「本店移転登記」とは、会社の本店所在地を移転した場合に、法務局に届け出る登記手続きのことです。これは会社法第911条や商業登記規則に基づき、必ず行う必要があります。
移転には大きく分けて3パターンがあります:
- 同一法務局管轄内での移転(今回のテーマ)
- 管轄外への移転
- 海外など極端なケース
このうち、同一管轄内での移転は一見「軽微な住所変更」と思われがちですが、実は定款に記載された本店所在地の表現によって、手続き内容が大きく異なります。
2. 同一管轄内の移転=住所変更とは限らない
たとえば、香川県高松市内で本店を「高松市〇〇町」から「高松市△△町」へ移すとします。
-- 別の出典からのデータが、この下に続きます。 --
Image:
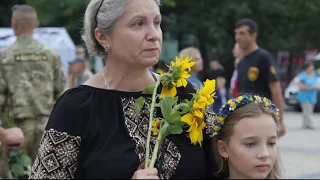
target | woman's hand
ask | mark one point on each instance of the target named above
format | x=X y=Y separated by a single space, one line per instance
x=149 y=173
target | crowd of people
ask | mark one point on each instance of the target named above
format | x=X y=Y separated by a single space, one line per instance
x=90 y=129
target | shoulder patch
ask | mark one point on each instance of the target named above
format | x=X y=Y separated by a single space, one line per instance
x=272 y=69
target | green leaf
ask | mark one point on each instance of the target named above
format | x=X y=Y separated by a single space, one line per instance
x=138 y=104
x=166 y=104
x=25 y=160
x=164 y=131
x=17 y=170
x=148 y=90
x=14 y=153
x=175 y=129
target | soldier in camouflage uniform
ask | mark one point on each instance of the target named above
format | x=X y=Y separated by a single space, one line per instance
x=31 y=79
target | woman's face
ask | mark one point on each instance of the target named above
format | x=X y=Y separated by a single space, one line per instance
x=252 y=149
x=310 y=68
x=137 y=36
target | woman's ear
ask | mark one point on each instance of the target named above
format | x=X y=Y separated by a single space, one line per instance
x=102 y=38
x=222 y=149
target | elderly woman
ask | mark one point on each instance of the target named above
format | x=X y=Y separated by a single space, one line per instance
x=94 y=131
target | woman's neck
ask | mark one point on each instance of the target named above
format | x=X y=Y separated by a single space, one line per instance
x=123 y=78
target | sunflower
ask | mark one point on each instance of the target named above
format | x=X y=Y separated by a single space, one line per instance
x=176 y=76
x=196 y=126
x=207 y=91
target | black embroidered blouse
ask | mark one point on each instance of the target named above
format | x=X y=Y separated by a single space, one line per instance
x=96 y=133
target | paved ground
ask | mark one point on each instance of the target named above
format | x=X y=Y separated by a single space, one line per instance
x=300 y=149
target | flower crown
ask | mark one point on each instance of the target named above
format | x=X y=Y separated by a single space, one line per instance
x=233 y=104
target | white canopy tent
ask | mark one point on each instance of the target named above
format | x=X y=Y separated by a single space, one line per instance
x=317 y=57
x=55 y=37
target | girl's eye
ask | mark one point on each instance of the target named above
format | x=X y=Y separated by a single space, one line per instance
x=272 y=143
x=157 y=22
x=250 y=144
x=137 y=24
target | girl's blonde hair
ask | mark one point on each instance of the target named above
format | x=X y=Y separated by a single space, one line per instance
x=249 y=110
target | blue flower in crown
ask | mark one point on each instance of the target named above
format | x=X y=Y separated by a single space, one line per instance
x=234 y=103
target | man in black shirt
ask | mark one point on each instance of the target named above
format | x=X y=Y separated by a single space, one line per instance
x=257 y=69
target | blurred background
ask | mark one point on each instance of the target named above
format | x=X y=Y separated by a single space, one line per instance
x=288 y=29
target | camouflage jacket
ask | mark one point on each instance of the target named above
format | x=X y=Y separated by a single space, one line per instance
x=31 y=78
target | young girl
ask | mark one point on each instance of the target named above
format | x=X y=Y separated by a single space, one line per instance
x=245 y=133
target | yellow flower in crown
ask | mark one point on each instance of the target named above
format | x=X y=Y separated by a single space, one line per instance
x=176 y=76
x=239 y=99
x=156 y=127
x=258 y=98
x=208 y=90
x=220 y=119
x=160 y=71
x=266 y=102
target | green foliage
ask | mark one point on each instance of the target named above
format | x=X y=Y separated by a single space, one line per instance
x=19 y=161
x=138 y=105
x=283 y=24
x=148 y=90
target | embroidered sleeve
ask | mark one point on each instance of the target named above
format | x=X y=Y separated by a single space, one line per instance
x=210 y=116
x=57 y=156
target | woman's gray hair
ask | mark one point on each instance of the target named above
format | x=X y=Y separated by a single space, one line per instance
x=104 y=18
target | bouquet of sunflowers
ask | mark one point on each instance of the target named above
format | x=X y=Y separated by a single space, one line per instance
x=19 y=163
x=187 y=115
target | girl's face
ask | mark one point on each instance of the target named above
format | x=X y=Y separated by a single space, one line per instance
x=252 y=150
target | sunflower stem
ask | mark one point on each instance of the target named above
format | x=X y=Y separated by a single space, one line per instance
x=147 y=160
x=155 y=152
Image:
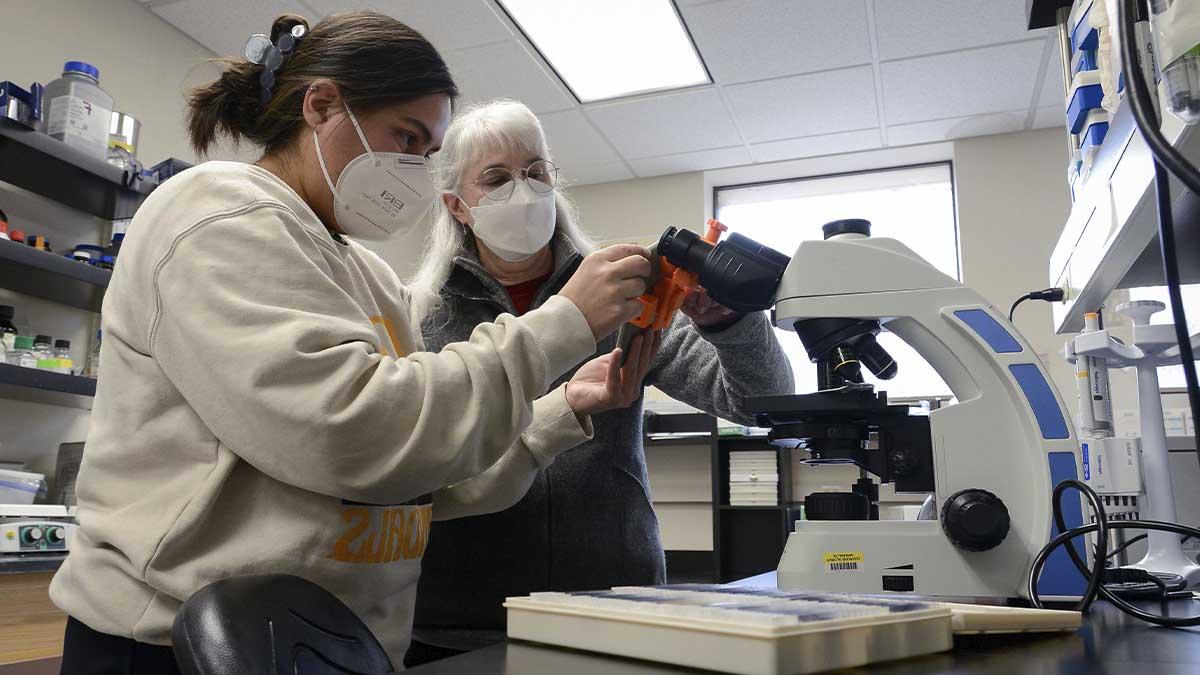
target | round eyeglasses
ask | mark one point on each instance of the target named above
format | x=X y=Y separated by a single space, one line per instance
x=498 y=183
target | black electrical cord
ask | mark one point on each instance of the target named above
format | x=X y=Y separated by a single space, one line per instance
x=1167 y=157
x=1144 y=106
x=1048 y=294
x=1115 y=551
x=1097 y=574
x=1134 y=541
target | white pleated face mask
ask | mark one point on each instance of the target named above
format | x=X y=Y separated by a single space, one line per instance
x=517 y=228
x=379 y=195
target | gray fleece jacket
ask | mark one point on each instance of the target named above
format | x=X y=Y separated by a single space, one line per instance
x=587 y=521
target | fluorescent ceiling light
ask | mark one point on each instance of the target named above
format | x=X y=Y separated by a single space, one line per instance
x=610 y=48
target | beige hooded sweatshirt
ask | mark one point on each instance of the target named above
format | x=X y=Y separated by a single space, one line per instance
x=264 y=407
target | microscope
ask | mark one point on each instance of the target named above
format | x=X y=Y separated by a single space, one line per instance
x=987 y=463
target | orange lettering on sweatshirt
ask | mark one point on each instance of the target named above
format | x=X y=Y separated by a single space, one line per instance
x=358 y=519
x=388 y=338
x=376 y=535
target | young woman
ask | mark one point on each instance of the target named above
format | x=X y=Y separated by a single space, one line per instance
x=265 y=404
x=505 y=240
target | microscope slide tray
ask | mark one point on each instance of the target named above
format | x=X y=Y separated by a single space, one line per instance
x=751 y=631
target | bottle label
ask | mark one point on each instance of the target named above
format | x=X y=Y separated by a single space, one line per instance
x=82 y=124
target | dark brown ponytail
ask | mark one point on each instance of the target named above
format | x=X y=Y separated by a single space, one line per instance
x=373 y=59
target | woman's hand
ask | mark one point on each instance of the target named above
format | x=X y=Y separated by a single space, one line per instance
x=706 y=312
x=606 y=286
x=603 y=383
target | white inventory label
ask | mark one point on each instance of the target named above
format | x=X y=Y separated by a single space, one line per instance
x=82 y=124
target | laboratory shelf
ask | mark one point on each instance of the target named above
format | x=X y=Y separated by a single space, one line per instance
x=759 y=507
x=1181 y=444
x=35 y=386
x=33 y=563
x=34 y=161
x=52 y=276
x=1110 y=239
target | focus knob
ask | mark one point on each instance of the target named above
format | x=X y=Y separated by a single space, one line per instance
x=30 y=536
x=975 y=520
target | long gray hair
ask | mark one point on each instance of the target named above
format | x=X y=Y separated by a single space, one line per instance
x=479 y=129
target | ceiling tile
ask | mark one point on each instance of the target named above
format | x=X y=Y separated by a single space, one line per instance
x=505 y=71
x=666 y=124
x=909 y=29
x=591 y=174
x=1050 y=117
x=816 y=145
x=448 y=24
x=805 y=105
x=991 y=79
x=685 y=162
x=1053 y=93
x=743 y=40
x=226 y=29
x=959 y=127
x=575 y=142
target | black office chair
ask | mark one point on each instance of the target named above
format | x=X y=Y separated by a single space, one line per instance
x=273 y=625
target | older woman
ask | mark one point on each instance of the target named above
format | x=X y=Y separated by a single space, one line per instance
x=505 y=240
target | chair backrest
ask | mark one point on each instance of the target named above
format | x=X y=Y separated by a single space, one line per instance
x=273 y=625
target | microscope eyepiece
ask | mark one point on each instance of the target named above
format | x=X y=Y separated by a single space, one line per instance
x=876 y=358
x=737 y=273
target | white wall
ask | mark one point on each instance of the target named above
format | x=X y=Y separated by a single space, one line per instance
x=144 y=64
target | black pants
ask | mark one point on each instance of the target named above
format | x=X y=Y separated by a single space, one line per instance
x=91 y=652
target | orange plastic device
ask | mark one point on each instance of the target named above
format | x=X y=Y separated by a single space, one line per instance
x=671 y=287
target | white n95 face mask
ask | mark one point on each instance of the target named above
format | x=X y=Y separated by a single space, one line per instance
x=378 y=193
x=517 y=228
地理的には同じ市内であり、登記上の管轄も同一の法務局(高松地方法務局)内となります。
しかし、重要なのは**定款に「どの範囲で本店所在地が書かれているか」**です。
- 例1:「本店は高松市内に置く」→ 市内であれば定款変更不要
- 例2:「本店は高松市〇〇町〇番〇号に置く」→ 別の町への移転には定款変更が必要
- 例3:「本店は高松市内に置く」→高松法務局管轄は香川県内だが、観音寺市に本店移転する場合、転換変更が必要
このように、「定款の記載」が手続きの分かれ道になります。
3. 定款変更を伴わない本店移転
定款に「本店は高松市内に置く」といった最小行政区(市区町村)までしか記載していない場合、その範囲内での移転であれば、定款変更は不要です。
この場合の決定権限は、次のように定められています。
- 取締役会設置会社の場合:取締役会の決議で決定可能
- 取締役会非設置会社の場合:取締役の過半数の一致による決定
その後、必要書類(取締役会議事録や登記申請書など)を添えて、法務局へ登記申請を行えば完了です。